Kepone, also known as chlordecone, is an organochlorine compound and a colourless solid. This compound is an obsolete insecticide related to Mirex and DDT. Its use was so disastrous that it is now prohibited in the western world, but only after many millions of kilograms had been produced. Kepone is a known persistent organic pollutant that was banned globally by the Stockholm Convention on Persistent Organic Pollutants in 2009.

Toxicology

The LC50 is 35 μg/ L for Etroplus maculatus, 0.022–0.095 mg/kg for blue gill and trout. Kepone bioaccumulates in animals by factors up to a million-fold. Workers with repeated exposure suffer severe convulsions resulting from degradation of the synaptic junctions. Chronic lower level exposure causes prostate cancer.
Kepone has been found to act as an agonist of the GPER.

History

In the US, kepone was produced by Allied Signal Company and LifeSciences Product Company in Hopewell, Virginia.
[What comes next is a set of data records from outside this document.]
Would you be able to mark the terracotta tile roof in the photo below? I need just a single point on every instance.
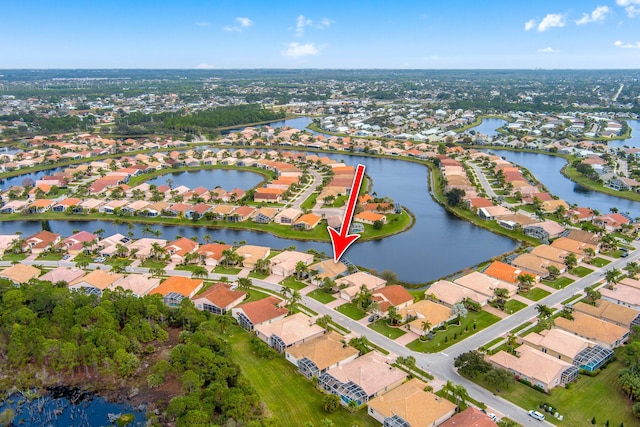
(221, 295)
(263, 310)
(324, 351)
(185, 286)
(20, 273)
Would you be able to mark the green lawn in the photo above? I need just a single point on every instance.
(536, 294)
(293, 283)
(597, 396)
(382, 328)
(150, 263)
(559, 282)
(321, 296)
(14, 257)
(482, 319)
(220, 269)
(513, 305)
(580, 271)
(289, 397)
(350, 310)
(599, 262)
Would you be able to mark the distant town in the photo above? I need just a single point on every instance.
(99, 171)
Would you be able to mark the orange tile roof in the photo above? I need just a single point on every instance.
(182, 285)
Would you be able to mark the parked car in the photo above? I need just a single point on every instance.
(537, 415)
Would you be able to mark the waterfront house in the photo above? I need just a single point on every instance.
(411, 405)
(315, 357)
(218, 299)
(361, 380)
(255, 313)
(283, 333)
(177, 288)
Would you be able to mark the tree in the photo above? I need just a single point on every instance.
(571, 261)
(330, 403)
(526, 281)
(454, 196)
(389, 276)
(553, 271)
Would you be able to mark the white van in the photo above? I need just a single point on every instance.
(537, 415)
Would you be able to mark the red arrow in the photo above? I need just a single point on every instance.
(341, 241)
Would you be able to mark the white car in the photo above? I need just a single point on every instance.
(537, 415)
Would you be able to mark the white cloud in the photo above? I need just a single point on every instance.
(630, 6)
(598, 15)
(296, 49)
(244, 23)
(551, 20)
(302, 22)
(622, 45)
(530, 24)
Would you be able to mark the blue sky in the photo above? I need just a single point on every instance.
(426, 34)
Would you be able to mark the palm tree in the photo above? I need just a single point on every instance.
(199, 271)
(301, 268)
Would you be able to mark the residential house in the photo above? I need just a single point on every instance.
(42, 241)
(611, 312)
(484, 285)
(255, 313)
(288, 216)
(470, 417)
(20, 273)
(283, 333)
(410, 405)
(250, 254)
(138, 284)
(284, 264)
(362, 379)
(307, 222)
(212, 253)
(218, 299)
(315, 357)
(63, 274)
(177, 288)
(450, 294)
(538, 368)
(425, 311)
(600, 331)
(573, 349)
(350, 285)
(96, 281)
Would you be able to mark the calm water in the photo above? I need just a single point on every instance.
(58, 411)
(488, 126)
(211, 178)
(437, 245)
(634, 141)
(547, 170)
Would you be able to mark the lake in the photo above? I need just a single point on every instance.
(211, 178)
(547, 170)
(56, 409)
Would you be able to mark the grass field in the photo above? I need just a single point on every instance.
(599, 262)
(558, 283)
(513, 305)
(289, 397)
(536, 294)
(382, 328)
(481, 319)
(581, 271)
(350, 310)
(321, 296)
(597, 396)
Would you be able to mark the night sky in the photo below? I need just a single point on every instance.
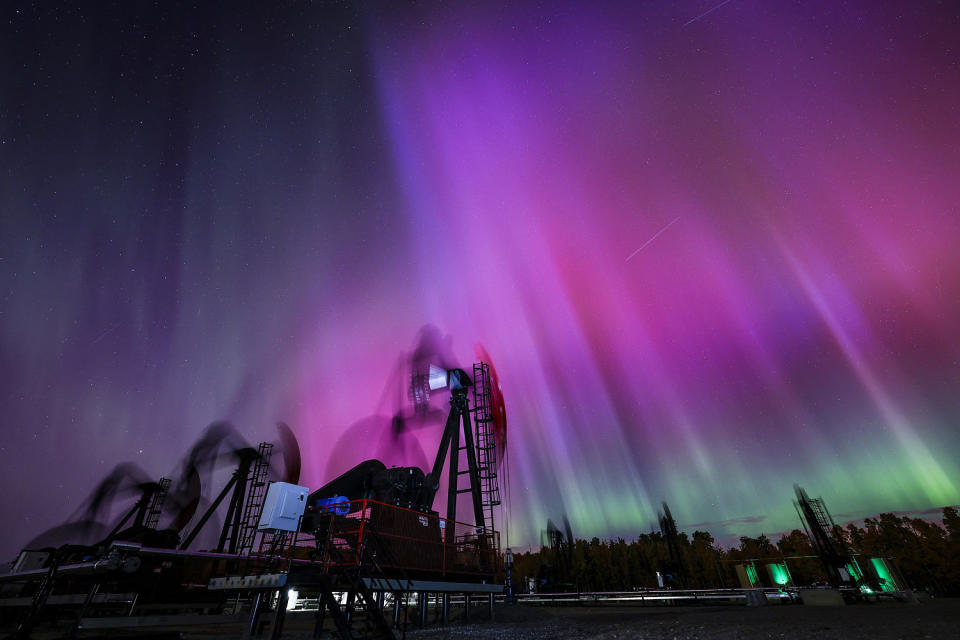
(712, 248)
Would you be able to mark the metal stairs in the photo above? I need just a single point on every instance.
(485, 442)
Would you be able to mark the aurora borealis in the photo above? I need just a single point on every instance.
(709, 257)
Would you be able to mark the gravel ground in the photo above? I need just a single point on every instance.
(931, 619)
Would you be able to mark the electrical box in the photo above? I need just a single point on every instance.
(283, 507)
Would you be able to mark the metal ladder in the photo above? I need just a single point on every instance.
(485, 442)
(256, 494)
(157, 500)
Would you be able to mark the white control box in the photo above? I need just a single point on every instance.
(283, 507)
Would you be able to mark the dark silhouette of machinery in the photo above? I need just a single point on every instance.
(818, 523)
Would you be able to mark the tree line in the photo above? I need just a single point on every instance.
(926, 554)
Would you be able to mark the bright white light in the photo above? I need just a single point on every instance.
(437, 378)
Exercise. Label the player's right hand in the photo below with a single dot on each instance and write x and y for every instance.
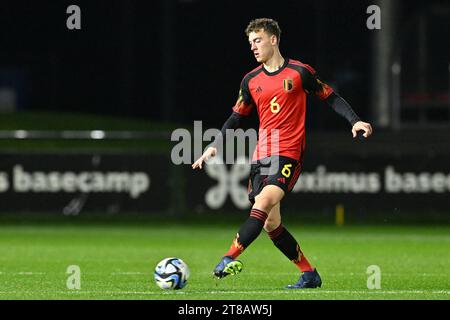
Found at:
(210, 152)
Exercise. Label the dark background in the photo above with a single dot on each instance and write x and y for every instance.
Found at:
(183, 60)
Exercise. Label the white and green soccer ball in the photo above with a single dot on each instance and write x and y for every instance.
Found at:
(171, 273)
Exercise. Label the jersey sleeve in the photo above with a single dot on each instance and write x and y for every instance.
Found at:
(244, 103)
(313, 85)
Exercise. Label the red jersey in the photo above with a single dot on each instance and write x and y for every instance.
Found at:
(280, 99)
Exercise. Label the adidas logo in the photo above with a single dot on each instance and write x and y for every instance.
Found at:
(282, 180)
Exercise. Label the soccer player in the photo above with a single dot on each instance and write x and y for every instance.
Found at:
(277, 88)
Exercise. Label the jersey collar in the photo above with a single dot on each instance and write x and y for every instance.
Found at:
(286, 62)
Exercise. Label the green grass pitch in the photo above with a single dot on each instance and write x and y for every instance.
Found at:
(117, 262)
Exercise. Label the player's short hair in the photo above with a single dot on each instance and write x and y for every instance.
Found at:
(267, 24)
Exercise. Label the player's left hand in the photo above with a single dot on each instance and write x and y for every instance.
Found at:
(364, 126)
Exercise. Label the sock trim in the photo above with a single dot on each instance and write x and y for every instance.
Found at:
(274, 234)
(258, 214)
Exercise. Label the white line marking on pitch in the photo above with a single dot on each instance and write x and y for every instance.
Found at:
(237, 292)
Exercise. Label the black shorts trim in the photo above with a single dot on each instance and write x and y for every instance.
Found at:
(275, 170)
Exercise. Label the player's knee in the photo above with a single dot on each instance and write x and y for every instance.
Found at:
(265, 203)
(271, 224)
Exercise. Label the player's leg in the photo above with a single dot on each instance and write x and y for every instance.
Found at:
(284, 240)
(249, 230)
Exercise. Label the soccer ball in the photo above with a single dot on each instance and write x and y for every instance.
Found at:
(171, 273)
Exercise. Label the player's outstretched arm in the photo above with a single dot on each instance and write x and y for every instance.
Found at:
(209, 153)
(362, 126)
(345, 110)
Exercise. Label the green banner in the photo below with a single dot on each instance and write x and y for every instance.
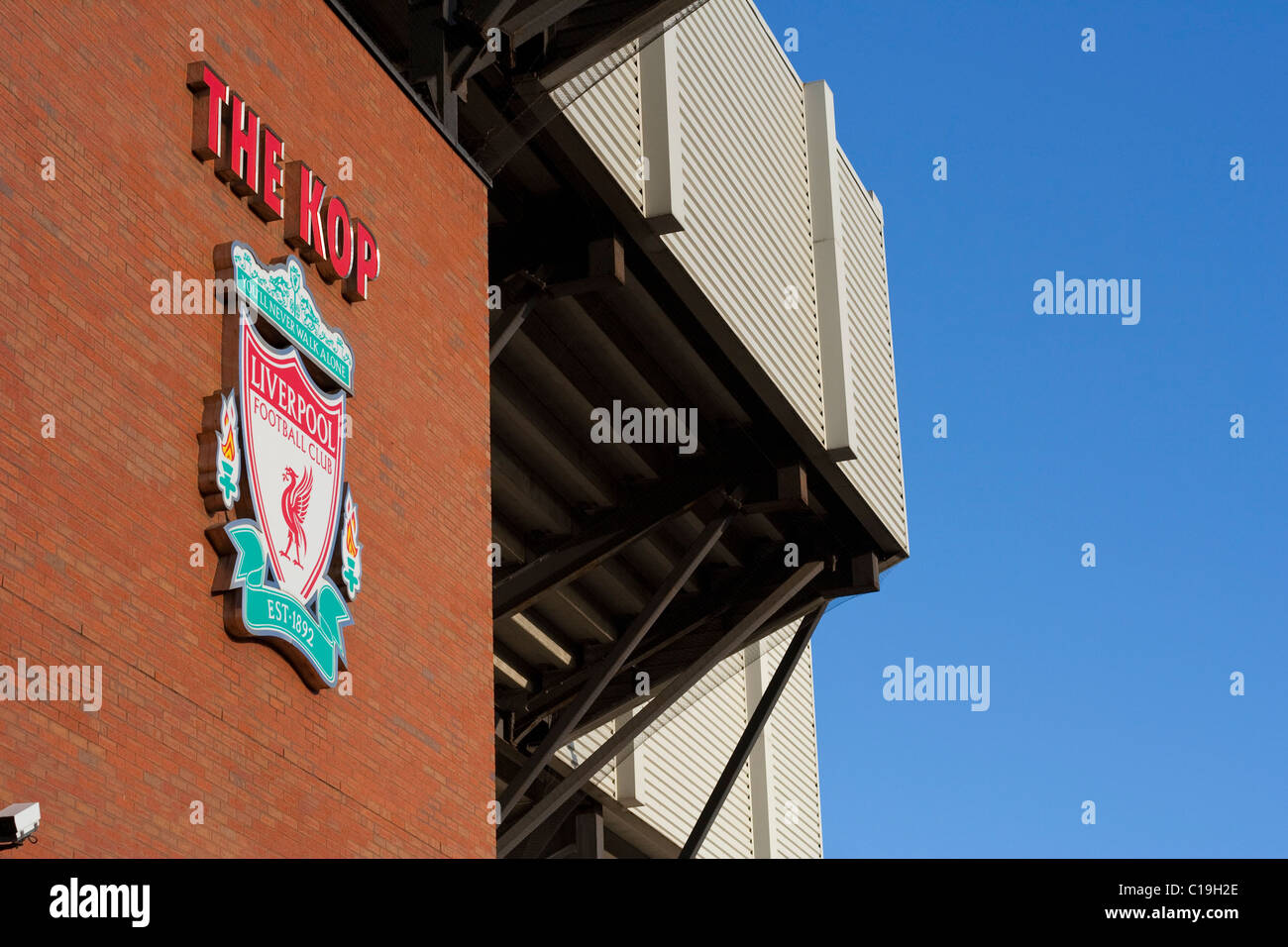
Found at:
(269, 612)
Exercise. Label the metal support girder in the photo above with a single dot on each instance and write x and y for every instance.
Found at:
(741, 631)
(604, 536)
(764, 707)
(566, 722)
(589, 830)
(429, 55)
(686, 616)
(539, 841)
(510, 321)
(537, 17)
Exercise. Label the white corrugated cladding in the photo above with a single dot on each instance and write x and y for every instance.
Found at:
(793, 755)
(746, 239)
(877, 470)
(686, 751)
(580, 750)
(743, 202)
(609, 118)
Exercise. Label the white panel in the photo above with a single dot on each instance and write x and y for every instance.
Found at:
(580, 750)
(746, 234)
(688, 748)
(877, 471)
(794, 757)
(605, 111)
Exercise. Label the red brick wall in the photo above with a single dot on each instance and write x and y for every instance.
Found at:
(95, 525)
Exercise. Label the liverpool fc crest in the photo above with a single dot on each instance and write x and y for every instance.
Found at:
(271, 455)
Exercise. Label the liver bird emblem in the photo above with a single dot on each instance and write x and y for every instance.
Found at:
(295, 506)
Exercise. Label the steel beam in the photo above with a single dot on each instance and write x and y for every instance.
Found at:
(733, 768)
(741, 631)
(566, 722)
(604, 536)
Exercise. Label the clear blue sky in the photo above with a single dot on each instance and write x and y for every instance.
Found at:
(1108, 684)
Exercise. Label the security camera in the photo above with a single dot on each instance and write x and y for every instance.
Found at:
(18, 821)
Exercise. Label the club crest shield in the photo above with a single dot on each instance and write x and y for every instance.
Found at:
(271, 454)
(294, 460)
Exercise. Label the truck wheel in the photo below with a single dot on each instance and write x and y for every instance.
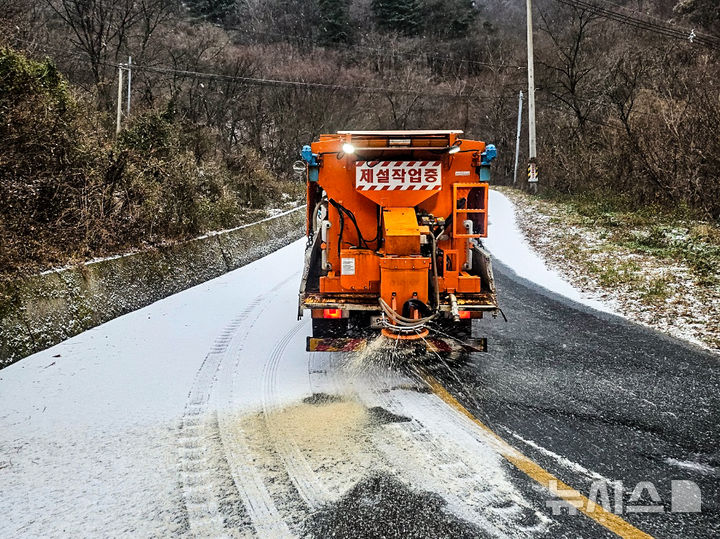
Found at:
(323, 328)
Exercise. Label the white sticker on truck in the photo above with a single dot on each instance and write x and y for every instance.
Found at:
(398, 175)
(347, 266)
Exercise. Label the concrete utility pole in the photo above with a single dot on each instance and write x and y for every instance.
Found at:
(532, 156)
(129, 84)
(517, 140)
(119, 109)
The improper handling and dumping of the substance into the nearby James River in the 1960s and 1970s drew national attention to its toxic effects on humans and wildlife. The product is similar to DDT and is a degradation product of Mirex. The history of Kepone incidents are reviewed in Who's Poisoning America?: Corporate Polluters and Their Victims in the Chemical Age. In 2009, Kepone was included in the Stockholm Convention on Persistent Organic Pollutants, which bans its production and use worldwide.

Case studies

James River estuary

In 1975, Governor Mills Godwin Jr. shut down the James River to fishing for 100 miles, from Richmond to the Chesapeake Bay. This ban remained in effect for 13 years, until efforts to clean up the river began to show results.
Due to the pollution risks, many fishermen, marinas, seafood businesses, and restaurants, along with their employees along the river suffered economic losses. In 1981, a large group of these entities sued Allied Chemical in federal district court, claiming special economic damages from Allied's negligent damage to the fish and wildlife. In a case that sometimes appears in law school courses on Remedies, the court rejected the traditional "economic-loss rule", which requires physical impact causing personal injury or property damage to receive economic damages, and instead allowed a limited group of the plaintiffs—the fishing boat owners, the marinas, and the bait and tackle shops—to recover economic damages from Allied Chemical.

French Antilles

The French island of Martinique is heavily contaminated with kepone, following years of its unrestricted use on banana plantations. Despite a 1990 ban of the substance by France, the economically powerful planter community lobbied intensively to gain the power to continue using kepone until 1993. They had argued that no alternative pesticide was available, which has since been disputed. The nearby island of Guadeloupe is also contaminated, but to a lesser extent. Since 2003, local authorities have restricted cultivation of crops because the soil has been seriously contaminated by kepone. Guadeloupe has one of the highest prostate cancer diagnosis rates in the world.

In popular culture

Kepone is made by dimerizing hexachlorocyclopentadiene and hydrolyzing to a ketone.